President Cyril Ramaphosa has given the clearest indication yet that the African National Congress (ANC) is considering increasing the availability of pension funds to finance infrastructure projects.
Responding to a journalist’s question during his visit to Cape Town on Friday, Ramaphosa said this is “a discussion that must ensue.”
“This is a discussion that must ensue. No one is saying, go back to the horrible past, but we are saying, let’s embrace the future. Let’s see what is in the interest of all of us as South Africans as we move forward and trustees having the fiduciary responsibility of governing the monies of their members,” Ramaphosa said.
ANC discussion document
The last time South Africa had a policy of prescribed assets was during the apartheid era when the government compelled retirement funds to invest half of all savings in government bonds.
A leaked ANC discussion document, which is authored by Economic Transformation Committee chairperson Enoch Godongwana and is dated 22 May, has proposed amending Regulation 28 of the Pension Funds Act.
Godongwana explained that this would be done to “increase the access of the savings of South Africans to fund longterm infrastructure and capital projects, [and] as a result increase the availability of funds to development finance institutions (DFIs) and financial intermediaries at a reasonable rate of interest.”
Ramaphosa said labour federation COSATU has already proposed using its members’ pension funds managed by the Public Investments Corporation (PIC) to help reduce Eskom’s debt.
‘Impact assets’
He added, “We live in a country which in the past had prescribed assets, where government prescribed that pension funds [and] life offices must, on a compulsory basis because it was embedded in legislation, invest a high portion of their assets in infrastructure and [other projects].
“It is through this that the apartheid government was able to build enormous infrastructure projects like Eskom and Transnet.”
Ramaphosa said the government is looking to invest heavily in “impact assets” and infrastructure while ensuring that trustees of pension funds continue exercising their fiduciary responsibility to “take right decisions.”
“I’m happy that there is a discussion now [about] this matter.

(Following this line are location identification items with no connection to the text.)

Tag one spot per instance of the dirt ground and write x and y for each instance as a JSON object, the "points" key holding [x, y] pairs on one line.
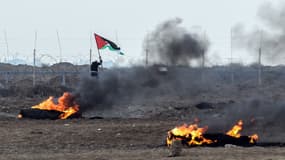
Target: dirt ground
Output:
{"points": [[140, 130], [104, 139]]}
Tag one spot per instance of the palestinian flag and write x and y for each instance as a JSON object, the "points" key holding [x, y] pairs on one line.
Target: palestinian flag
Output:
{"points": [[103, 43]]}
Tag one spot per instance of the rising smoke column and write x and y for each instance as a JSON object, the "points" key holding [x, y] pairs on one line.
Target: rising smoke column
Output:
{"points": [[271, 37], [172, 44]]}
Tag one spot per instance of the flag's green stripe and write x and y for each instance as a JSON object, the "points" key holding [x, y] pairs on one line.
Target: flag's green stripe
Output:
{"points": [[109, 47], [112, 49]]}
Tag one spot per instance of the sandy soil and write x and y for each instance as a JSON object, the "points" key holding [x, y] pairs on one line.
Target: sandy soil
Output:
{"points": [[108, 139]]}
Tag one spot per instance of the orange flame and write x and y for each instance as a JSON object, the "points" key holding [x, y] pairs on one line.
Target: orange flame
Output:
{"points": [[66, 104], [191, 132], [234, 132]]}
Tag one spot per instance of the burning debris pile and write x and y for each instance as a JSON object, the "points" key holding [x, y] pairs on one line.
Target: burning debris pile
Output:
{"points": [[65, 108], [193, 136]]}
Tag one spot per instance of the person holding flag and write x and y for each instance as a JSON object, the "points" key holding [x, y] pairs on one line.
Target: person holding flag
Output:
{"points": [[102, 43]]}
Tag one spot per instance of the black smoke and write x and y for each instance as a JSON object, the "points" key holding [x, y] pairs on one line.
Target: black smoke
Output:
{"points": [[172, 44], [271, 37]]}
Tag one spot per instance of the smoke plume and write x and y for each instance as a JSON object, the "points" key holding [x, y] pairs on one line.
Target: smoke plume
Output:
{"points": [[172, 44], [271, 38]]}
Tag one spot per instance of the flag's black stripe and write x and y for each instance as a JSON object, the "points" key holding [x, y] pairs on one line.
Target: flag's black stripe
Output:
{"points": [[113, 45]]}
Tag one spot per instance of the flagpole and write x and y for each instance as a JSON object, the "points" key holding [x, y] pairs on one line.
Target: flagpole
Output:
{"points": [[34, 60], [90, 53], [100, 57], [59, 46], [99, 54]]}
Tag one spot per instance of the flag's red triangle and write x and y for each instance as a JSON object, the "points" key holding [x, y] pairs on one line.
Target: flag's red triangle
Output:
{"points": [[100, 41]]}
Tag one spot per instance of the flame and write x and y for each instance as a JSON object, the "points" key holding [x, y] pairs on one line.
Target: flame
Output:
{"points": [[192, 133], [66, 104], [234, 132]]}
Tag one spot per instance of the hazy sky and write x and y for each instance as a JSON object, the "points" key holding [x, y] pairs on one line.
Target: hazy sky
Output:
{"points": [[123, 21]]}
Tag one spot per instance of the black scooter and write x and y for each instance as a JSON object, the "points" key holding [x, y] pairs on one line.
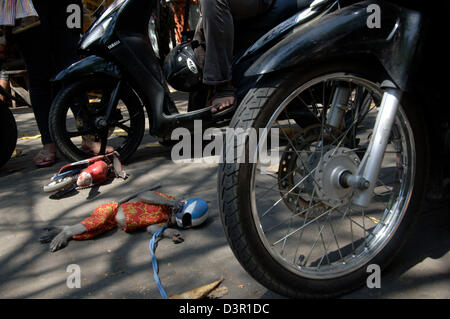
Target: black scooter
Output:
{"points": [[105, 93]]}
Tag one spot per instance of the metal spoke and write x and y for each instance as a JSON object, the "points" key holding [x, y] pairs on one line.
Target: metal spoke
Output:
{"points": [[307, 224]]}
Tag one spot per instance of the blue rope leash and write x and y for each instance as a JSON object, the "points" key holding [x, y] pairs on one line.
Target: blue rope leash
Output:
{"points": [[155, 262]]}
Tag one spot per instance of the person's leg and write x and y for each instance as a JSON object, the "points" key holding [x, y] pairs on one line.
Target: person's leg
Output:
{"points": [[4, 83], [218, 28], [34, 47], [218, 31]]}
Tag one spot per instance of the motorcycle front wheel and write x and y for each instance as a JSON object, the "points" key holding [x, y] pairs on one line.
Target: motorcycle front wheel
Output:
{"points": [[288, 225], [77, 119]]}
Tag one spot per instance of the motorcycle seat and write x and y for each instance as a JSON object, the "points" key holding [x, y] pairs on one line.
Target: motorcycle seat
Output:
{"points": [[279, 11], [14, 65]]}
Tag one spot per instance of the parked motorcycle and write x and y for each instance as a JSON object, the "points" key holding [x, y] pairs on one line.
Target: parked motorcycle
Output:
{"points": [[351, 101], [106, 93]]}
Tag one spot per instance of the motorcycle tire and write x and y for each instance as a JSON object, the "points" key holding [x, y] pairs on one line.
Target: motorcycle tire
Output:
{"points": [[237, 204], [59, 114], [8, 134]]}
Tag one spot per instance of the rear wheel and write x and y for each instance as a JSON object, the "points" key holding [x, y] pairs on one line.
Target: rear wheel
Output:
{"points": [[286, 222], [77, 119]]}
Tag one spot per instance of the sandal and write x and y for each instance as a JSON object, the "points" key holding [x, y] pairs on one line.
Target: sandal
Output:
{"points": [[45, 158], [223, 92]]}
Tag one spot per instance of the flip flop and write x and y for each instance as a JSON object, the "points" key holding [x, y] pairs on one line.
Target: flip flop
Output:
{"points": [[224, 92]]}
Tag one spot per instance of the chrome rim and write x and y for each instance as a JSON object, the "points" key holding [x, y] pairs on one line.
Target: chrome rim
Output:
{"points": [[309, 229]]}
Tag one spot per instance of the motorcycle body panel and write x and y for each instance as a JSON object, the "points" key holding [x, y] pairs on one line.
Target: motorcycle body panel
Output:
{"points": [[88, 66], [126, 47], [347, 32]]}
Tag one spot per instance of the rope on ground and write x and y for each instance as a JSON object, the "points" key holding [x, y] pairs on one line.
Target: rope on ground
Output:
{"points": [[152, 247]]}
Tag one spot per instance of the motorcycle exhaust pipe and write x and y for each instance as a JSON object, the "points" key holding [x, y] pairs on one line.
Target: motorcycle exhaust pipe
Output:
{"points": [[369, 168]]}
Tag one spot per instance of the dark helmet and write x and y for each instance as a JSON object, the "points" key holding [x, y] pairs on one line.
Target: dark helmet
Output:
{"points": [[181, 68]]}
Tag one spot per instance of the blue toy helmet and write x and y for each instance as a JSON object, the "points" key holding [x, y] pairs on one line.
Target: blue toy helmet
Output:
{"points": [[193, 213]]}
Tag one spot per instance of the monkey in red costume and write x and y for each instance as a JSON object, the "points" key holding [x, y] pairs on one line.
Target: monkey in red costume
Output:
{"points": [[152, 208]]}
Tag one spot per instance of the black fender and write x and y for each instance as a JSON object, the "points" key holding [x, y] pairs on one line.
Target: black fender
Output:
{"points": [[88, 66], [346, 33]]}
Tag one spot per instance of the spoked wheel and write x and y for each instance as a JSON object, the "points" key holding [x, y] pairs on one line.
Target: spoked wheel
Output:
{"points": [[293, 225], [78, 120]]}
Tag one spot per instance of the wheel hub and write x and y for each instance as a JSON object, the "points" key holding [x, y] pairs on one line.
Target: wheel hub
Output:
{"points": [[328, 176]]}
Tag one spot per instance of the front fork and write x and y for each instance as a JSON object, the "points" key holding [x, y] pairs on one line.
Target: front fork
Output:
{"points": [[366, 176]]}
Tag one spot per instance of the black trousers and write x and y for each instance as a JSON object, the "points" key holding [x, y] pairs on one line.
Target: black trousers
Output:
{"points": [[216, 29], [47, 49]]}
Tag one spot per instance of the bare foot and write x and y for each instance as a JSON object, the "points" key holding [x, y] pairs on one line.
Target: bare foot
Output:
{"points": [[224, 97], [46, 156], [222, 103], [94, 147]]}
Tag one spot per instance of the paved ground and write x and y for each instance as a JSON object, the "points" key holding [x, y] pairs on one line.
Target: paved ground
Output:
{"points": [[117, 264]]}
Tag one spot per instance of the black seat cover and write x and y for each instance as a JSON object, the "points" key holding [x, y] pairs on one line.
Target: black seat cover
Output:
{"points": [[248, 31]]}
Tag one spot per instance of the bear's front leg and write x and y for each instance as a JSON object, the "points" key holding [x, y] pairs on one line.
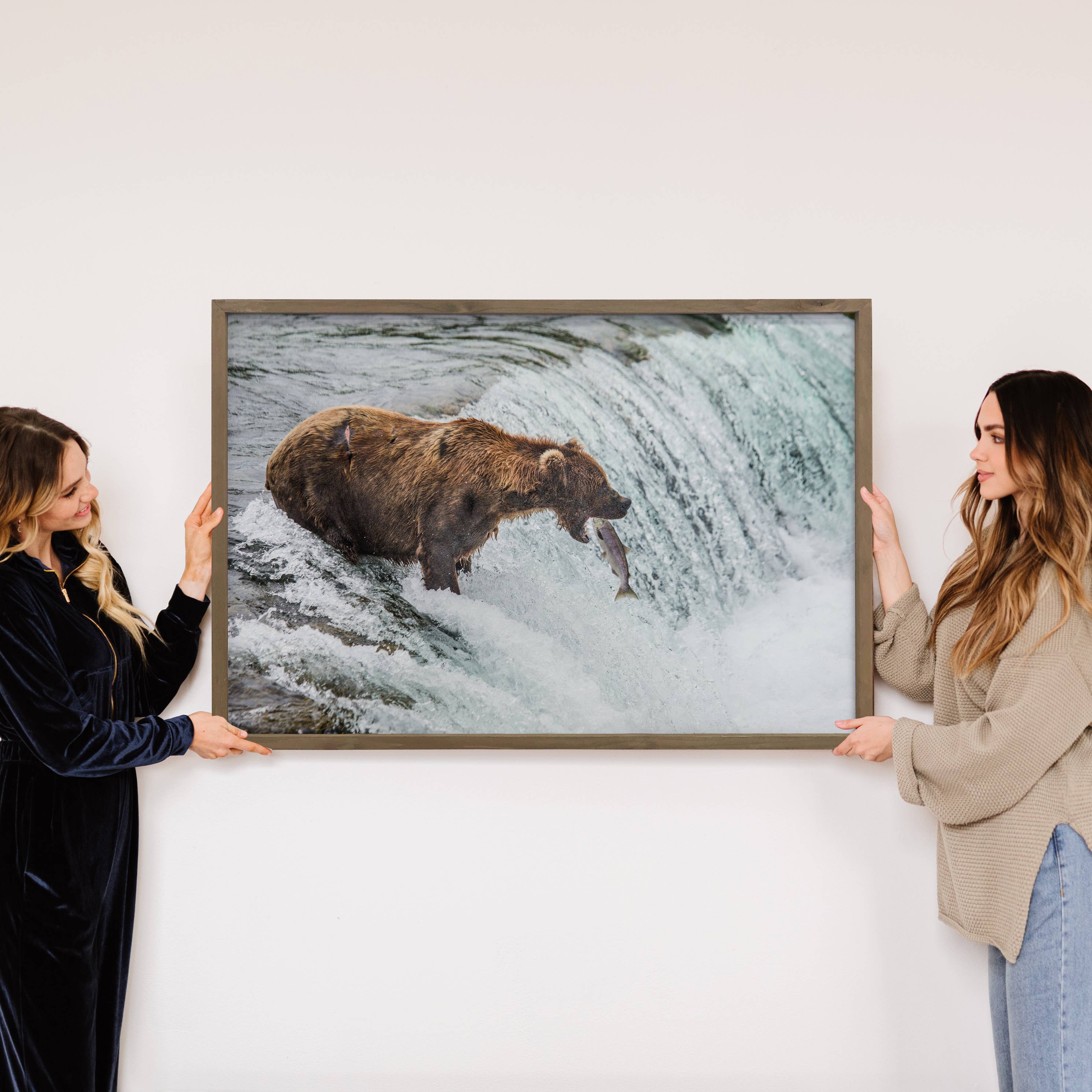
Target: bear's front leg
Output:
{"points": [[439, 573]]}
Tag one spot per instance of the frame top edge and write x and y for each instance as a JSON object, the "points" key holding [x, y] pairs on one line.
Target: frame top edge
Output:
{"points": [[539, 306]]}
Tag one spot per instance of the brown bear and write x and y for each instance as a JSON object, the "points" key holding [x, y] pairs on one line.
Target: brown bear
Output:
{"points": [[374, 482]]}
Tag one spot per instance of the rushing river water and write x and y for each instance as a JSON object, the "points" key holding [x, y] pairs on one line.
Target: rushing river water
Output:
{"points": [[732, 435]]}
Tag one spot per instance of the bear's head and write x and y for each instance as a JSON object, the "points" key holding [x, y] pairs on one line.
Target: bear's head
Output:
{"points": [[576, 488]]}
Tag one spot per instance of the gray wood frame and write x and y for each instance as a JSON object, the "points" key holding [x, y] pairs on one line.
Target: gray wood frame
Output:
{"points": [[861, 310]]}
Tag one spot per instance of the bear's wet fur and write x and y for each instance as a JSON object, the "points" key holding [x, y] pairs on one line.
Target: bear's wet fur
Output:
{"points": [[372, 482]]}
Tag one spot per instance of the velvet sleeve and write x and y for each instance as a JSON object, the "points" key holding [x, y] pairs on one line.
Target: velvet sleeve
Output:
{"points": [[171, 657], [44, 712]]}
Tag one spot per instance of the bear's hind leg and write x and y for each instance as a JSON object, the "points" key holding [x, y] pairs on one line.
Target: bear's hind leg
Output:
{"points": [[439, 573], [341, 542]]}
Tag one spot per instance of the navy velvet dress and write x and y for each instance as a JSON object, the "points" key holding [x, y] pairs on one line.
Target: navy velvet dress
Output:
{"points": [[79, 711]]}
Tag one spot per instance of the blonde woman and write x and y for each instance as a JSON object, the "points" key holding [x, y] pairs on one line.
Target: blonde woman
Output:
{"points": [[1006, 657], [84, 681]]}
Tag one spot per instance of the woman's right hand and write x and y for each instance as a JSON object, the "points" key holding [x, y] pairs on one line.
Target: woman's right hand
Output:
{"points": [[885, 533], [213, 737], [891, 566]]}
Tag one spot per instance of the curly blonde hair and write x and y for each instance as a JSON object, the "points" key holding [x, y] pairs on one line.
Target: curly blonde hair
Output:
{"points": [[32, 452]]}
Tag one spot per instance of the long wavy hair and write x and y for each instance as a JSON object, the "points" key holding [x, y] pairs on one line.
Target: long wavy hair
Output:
{"points": [[32, 454], [1048, 420]]}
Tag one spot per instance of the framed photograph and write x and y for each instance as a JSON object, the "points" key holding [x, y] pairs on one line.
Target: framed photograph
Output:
{"points": [[542, 523]]}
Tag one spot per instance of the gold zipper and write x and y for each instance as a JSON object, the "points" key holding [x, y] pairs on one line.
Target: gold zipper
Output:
{"points": [[95, 624]]}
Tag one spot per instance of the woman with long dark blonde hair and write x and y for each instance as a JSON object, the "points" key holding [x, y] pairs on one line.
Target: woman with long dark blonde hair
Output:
{"points": [[84, 680], [1006, 658]]}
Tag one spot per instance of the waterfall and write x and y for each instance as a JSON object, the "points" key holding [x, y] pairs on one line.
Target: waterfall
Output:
{"points": [[733, 435]]}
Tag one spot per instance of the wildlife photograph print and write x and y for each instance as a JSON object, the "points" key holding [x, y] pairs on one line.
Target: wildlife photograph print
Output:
{"points": [[540, 525]]}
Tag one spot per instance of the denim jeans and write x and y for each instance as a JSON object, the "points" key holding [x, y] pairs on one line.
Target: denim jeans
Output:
{"points": [[1041, 1006]]}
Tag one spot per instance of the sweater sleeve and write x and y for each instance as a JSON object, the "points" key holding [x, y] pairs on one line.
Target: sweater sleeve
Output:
{"points": [[902, 656], [171, 657], [1037, 708], [44, 713]]}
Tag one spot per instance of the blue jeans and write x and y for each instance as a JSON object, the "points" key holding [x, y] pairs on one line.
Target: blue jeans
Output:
{"points": [[1041, 1006]]}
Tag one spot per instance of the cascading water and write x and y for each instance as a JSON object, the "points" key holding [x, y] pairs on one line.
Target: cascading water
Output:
{"points": [[732, 435]]}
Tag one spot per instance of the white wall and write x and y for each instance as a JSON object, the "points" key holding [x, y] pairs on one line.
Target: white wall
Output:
{"points": [[486, 922]]}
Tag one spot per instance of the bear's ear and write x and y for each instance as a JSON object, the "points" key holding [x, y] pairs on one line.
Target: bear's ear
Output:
{"points": [[552, 468]]}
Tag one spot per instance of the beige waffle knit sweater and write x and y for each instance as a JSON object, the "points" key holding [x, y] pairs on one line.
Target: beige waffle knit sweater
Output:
{"points": [[1008, 758]]}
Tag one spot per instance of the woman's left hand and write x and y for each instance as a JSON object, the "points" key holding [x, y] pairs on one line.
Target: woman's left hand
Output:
{"points": [[199, 528], [870, 739]]}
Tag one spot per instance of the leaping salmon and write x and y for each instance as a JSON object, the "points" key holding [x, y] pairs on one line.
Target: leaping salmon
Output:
{"points": [[615, 553]]}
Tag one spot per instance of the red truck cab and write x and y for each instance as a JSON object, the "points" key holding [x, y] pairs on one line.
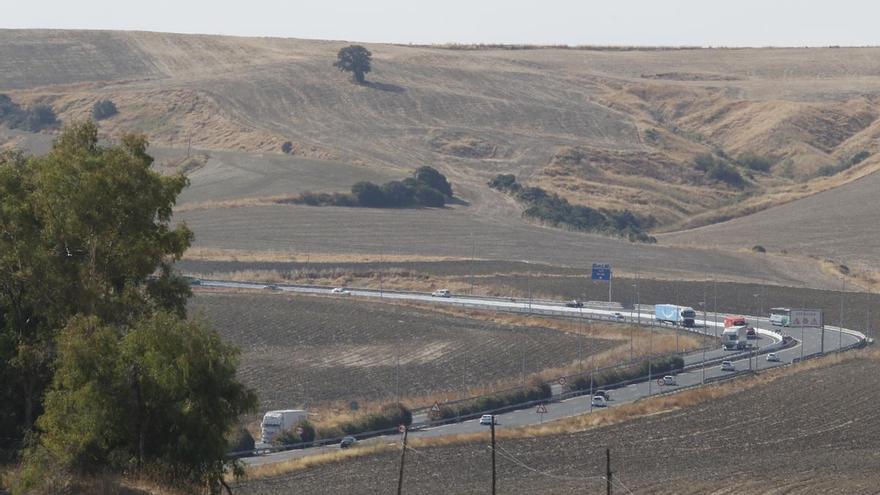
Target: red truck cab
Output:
{"points": [[734, 321]]}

It needs to be properly discussed in the typical way that we are as South Africans – we discuss matters, we arrive at a consensus and we move forward,” the President said.
The Democratic Alliance (DA) has however dismissed the proposal as “economic insanity.” In a statement on Monday, DA MP Geordin Hill-Lewis said the ANC wants to “force pension funds to lend money to state-owned enterprises and other DFIs” such as the Land Bank and a future State Bank.
He added, “The DA will fight this proposal every step of the way, because it is fundamentally destructive to economic confidence, and it undermines the pension savings of millions of hard working South Africans.”